Ajouter le manque de développement réglementaire en Espagne pour adapter les documents aux migrants trans rend le gouvernement laid
MADRID, 14 février () –
Sumar a déshonoré le gouvernement pour le manque de développement réglementaire de la loi trans pour adapter la documentation des migrants trans qui se trouvent en situation administrative régulière en Espagne et qui ont procédé à la rectification correspondante du registre dans leur pays d'origine.

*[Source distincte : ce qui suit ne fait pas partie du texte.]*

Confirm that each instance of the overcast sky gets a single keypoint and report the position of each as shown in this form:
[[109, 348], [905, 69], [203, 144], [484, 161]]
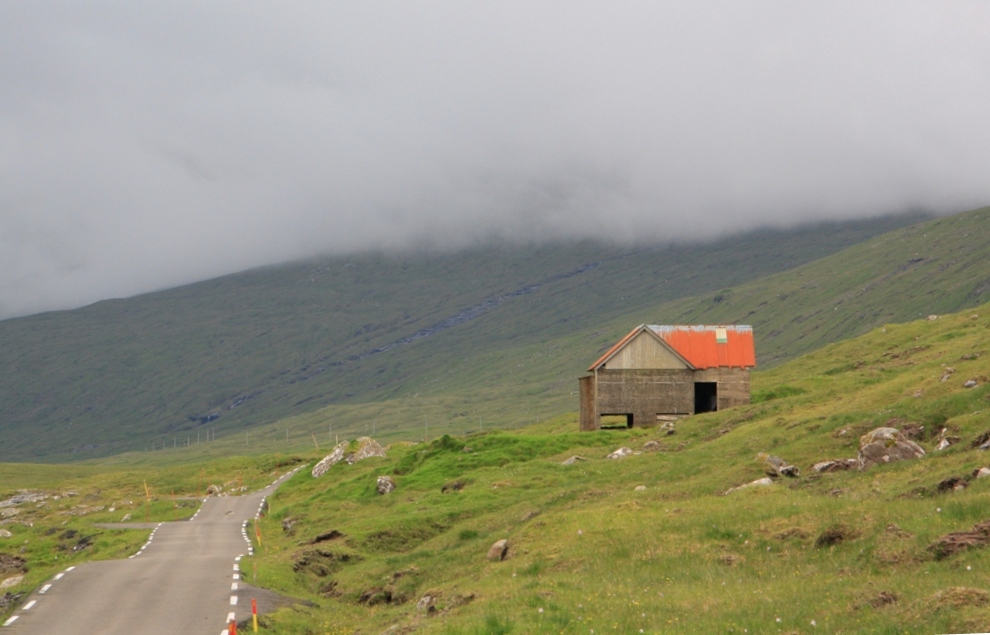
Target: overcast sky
[[144, 145]]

Concrètement, les députées de Sumar Viviane Ogou et Júlia Boada ont déposé une batterie de questions à la Chambre basse dans lesquelles elles demandent de connaître la raison pour laquelle n'a pas été développée la voie réglementaire établie dans l'article 50 de la loi pour l'égalité réelle et effective des personnes trans et pour la garantie des droits des personnes LGTBI, plus connue sous le nom de Loi Trans, qui envisage l'adéquation des documents délivrés aux étrangers.
En ce sens, Sumar rappelle que la dix-neuvième disposition finale de la loi prévoit que « le Gouvernement est habilité à dicter toutes dispositions nécessaires à l'élaboration et à l'exécution de la présente loi, ce qui doit être fait dans un délai d'un an à compter de son entrée en vigueur ».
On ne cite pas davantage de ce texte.